В кухне народ всё был грубый и ругательный. Прокрадёшься туда иногда разжиться каким-нибудь кусочком, когда живот подводит от голода, и потом сам не рад, не знаешь, как и удрать оттуда. Артёмов, Лаптев, Бардин, силачи наши, те входили в кухню смело, как победители, и брали, что им было нужно, не обращая никакого внимания на брань солдат-куховаров. Сами такие словечки им в ответ загибали, что даже ругатели-куховары рты разевали от неожиданности. Но я этого не умел и не смел, а сгорал от стыда от грубых насмешек небритого Архипыча, которого зелёные глаза были чуть видны среди сплошной седой щетины, покрывавшей его рябое лицо с солдатскими, резко подстриженными усами. Я думаю, что и в самом деле совершаю невесть какое преступление, выпрашивая у него кусочек жилистой говядины, и поэтому спасался скорее в коридор, как напроказившая мышь в норку, заслышавши шаги человека. Постом кормили нас особенно скверно, а уж на говенье и подавно. Но сегодня просто в рот ничего нельзя было взять.

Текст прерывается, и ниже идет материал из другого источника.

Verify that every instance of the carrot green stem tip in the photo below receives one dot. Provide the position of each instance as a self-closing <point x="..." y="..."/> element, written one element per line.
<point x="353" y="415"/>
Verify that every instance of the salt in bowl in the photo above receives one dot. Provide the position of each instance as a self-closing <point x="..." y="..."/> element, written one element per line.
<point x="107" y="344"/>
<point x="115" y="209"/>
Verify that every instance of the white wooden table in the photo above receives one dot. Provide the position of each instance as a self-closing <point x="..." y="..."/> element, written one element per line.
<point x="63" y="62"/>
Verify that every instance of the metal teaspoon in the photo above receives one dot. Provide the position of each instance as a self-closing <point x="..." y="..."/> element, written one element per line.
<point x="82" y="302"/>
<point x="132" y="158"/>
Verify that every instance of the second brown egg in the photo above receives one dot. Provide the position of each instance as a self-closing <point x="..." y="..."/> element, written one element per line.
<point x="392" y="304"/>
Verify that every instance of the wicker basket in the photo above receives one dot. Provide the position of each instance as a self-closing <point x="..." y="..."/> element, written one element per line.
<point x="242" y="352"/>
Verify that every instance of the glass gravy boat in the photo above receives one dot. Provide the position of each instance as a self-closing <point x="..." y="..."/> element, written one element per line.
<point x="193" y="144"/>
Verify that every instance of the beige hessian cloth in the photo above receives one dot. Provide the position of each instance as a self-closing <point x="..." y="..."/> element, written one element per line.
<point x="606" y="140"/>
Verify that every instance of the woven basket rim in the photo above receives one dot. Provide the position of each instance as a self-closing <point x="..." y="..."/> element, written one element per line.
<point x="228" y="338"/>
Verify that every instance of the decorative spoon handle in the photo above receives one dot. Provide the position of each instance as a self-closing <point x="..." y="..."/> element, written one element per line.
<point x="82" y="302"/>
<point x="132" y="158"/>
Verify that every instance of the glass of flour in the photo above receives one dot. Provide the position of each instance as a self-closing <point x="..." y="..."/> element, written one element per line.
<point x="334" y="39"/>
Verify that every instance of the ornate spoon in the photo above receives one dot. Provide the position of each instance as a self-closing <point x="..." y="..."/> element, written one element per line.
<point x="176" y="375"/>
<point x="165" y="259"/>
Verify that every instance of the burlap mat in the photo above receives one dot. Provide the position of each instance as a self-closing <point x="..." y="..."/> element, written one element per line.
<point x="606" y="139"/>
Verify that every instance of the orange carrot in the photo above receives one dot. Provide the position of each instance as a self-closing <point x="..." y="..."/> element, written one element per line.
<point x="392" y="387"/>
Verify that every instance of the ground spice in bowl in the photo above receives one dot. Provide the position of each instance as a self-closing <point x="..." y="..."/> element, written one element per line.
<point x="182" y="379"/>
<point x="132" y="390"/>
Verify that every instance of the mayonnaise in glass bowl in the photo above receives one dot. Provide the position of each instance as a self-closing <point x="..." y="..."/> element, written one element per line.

Артёмов был старшим в нашей «чаше», помещавшейся как раз в голове второго стола, где сидели «большие»; в каждой «чаше» было по восьми человек, и один из них, старший, разливал остальным. Место нашей чаши было самое невыгодное. Во-первых, мы были дальше всех от входа, стало быть, входили первые, выходили последние, и получали последними свои порции, а главное — за нашею чашею сидел надзиратель, что уничтожало всякую радость свободного обеденного часа. Надзиратель был в этот день Гольц, — не «пшик», а «штрик»; он был больше известен среди нас под именем «четырёхглазого», столько же по причине тёмно-зелёных очков с четырьмя стёклами, сколько и по ядовитой пронзительности своих глаз, видевших, казалось, сквозь стены и сквозь пол всё, что делалось в гимназии.